Devido às suas propriedades luminescentes, eletroquímicas e magnetocristalinas únicas, os elementos de terras raras são essenciais para algumas das indústrias de base tecnológica mais importantes e de crescimento mais rápido. Eles são usados nos fósforos que tornam possível a luz branca e outros LEDs, e estão em compostos usados para purificar materiais semicondutores essenciais, como carboneto de silício e nitreto de gálio, para indicar apenas algumas de suas inúmeras aplicações em tecnologia. Talvez o mais importante, porém, seja o fato de serem componentes essenciais dos ímanes permanentes utilizados nos motores da maioria dos veículos eléctricos e de muitos aparelhos, e também nos geradores da maioria das turbinas eólicas.
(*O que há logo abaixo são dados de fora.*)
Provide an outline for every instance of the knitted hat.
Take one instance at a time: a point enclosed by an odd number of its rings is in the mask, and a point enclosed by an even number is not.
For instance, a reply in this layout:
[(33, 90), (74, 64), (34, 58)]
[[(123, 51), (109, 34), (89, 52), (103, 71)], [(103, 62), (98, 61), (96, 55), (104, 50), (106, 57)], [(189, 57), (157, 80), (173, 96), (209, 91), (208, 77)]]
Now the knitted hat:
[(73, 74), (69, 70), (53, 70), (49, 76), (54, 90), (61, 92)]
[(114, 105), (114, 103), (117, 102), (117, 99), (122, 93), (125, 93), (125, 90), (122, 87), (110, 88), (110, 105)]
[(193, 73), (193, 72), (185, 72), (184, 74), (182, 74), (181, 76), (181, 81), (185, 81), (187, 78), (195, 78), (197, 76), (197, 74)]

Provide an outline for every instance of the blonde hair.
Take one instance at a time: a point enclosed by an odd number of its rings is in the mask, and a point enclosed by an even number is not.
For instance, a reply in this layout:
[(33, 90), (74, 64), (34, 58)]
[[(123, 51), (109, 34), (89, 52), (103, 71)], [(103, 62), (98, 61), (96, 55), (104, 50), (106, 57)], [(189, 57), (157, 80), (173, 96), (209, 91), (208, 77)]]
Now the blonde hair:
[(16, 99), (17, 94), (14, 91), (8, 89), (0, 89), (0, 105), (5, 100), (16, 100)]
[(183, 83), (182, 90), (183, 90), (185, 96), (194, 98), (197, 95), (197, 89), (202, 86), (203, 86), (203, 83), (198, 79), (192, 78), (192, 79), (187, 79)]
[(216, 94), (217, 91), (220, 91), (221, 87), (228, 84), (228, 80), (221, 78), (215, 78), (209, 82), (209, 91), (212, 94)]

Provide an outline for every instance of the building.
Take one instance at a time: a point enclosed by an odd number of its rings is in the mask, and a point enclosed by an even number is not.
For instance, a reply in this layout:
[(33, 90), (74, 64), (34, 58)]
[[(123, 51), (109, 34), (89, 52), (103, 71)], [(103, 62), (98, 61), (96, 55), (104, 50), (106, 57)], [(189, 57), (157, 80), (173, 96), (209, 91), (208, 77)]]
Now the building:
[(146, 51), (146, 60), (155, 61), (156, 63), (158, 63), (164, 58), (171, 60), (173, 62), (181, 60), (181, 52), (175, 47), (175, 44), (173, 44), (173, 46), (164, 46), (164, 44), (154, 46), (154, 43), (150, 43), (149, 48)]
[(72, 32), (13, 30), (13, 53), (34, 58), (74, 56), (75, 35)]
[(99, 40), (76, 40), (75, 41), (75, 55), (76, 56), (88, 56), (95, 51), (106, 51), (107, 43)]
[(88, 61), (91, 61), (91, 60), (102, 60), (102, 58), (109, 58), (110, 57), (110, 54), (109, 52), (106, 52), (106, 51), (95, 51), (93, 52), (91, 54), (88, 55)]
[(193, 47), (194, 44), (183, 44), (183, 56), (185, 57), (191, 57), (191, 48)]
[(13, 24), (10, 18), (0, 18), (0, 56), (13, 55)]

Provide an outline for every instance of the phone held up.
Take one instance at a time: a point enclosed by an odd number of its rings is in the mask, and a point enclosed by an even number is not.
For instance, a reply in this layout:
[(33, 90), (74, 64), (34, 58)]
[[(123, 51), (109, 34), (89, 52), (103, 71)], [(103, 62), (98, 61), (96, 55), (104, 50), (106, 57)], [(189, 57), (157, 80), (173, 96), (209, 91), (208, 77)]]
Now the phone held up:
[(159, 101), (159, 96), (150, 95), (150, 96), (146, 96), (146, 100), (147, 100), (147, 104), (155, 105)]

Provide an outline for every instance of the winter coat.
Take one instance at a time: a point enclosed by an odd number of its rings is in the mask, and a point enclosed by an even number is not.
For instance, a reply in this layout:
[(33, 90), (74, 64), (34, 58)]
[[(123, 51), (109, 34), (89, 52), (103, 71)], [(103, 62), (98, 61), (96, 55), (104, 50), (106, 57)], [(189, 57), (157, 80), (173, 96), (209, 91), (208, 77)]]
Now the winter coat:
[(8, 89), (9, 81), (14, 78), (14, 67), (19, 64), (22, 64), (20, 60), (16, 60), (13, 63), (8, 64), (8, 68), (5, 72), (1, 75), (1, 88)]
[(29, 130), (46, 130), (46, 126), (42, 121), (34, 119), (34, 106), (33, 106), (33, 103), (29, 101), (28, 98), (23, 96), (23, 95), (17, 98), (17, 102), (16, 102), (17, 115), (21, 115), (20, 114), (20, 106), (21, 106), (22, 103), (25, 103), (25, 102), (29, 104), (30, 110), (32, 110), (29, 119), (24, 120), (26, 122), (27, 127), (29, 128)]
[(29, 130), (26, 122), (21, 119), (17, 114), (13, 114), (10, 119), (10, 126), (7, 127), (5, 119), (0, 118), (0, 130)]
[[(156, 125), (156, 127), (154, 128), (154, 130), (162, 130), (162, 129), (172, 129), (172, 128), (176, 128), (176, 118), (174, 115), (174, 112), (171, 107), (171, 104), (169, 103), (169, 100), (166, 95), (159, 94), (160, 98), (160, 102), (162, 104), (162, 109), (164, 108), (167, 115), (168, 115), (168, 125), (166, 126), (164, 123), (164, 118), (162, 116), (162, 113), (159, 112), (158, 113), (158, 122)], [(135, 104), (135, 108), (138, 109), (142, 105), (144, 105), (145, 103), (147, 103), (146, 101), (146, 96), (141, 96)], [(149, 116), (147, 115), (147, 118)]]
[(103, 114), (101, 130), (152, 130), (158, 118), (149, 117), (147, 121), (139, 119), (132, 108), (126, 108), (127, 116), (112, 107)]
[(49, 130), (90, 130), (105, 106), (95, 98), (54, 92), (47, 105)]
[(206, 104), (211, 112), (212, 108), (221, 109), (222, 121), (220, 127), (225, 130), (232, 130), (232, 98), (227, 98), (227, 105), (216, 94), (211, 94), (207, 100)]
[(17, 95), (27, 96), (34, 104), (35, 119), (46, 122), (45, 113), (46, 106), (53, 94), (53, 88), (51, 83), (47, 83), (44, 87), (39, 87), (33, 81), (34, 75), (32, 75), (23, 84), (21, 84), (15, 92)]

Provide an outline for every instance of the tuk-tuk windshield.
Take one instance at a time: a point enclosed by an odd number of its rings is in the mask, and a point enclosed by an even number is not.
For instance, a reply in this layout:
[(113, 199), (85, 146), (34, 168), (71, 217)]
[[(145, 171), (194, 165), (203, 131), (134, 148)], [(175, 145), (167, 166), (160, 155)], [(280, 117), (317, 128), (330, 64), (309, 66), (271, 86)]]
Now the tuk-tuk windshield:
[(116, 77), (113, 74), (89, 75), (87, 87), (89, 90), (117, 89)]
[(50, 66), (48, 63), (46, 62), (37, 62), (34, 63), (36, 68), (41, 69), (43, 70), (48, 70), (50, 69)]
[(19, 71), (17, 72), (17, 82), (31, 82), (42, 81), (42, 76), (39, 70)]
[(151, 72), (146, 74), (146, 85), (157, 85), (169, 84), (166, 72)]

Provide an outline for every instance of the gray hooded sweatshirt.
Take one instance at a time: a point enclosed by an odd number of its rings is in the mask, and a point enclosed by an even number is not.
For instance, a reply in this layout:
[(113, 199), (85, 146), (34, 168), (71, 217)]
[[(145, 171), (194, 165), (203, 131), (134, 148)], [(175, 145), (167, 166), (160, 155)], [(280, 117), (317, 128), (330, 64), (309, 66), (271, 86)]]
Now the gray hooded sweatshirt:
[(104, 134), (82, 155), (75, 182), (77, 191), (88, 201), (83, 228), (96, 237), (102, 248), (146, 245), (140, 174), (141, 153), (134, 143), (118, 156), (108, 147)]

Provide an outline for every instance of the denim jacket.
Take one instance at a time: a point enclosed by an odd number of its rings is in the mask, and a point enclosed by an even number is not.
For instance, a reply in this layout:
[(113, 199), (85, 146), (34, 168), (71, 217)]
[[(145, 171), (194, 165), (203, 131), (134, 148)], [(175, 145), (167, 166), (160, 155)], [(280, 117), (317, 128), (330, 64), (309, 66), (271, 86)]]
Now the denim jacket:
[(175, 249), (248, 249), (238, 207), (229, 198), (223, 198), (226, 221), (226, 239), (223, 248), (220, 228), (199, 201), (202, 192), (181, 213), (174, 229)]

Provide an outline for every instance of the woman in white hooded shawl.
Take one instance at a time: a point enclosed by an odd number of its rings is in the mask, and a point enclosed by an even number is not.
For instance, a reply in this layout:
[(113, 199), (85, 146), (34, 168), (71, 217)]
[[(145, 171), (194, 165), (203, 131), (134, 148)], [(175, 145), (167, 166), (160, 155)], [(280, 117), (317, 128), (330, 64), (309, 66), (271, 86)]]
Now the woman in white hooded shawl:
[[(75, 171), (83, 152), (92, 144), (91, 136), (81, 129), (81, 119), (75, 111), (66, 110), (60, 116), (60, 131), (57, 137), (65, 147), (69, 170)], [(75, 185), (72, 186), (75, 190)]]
A importância crítica das terras raras em tantas indústrias tecnológicas é uma preocupação crescente em muitos países ocidentais. Cerca de 90% dos elementos de terras raras processados provêm da China, uma dependência da cadeia de abastecimento que assusta os executivos ocidentais e, especialmente, os responsáveis da defesa. As terras raras são vitais para inúmeras aplicações militares, incluindo óculos de visão noturna, sistemas de mira a laser e telêmetro, displays aviônicos e polimento e outros compostos para lentes ópticas. Além disso, ímãs permanentes de terras raras são usados nos motores e atuadores de muitos sistemas militares, como os que dirigem mísseis e bombas inteligentes, bem como em conjuntos nos motores do caça a jato F-35, e nos aviões de viagem.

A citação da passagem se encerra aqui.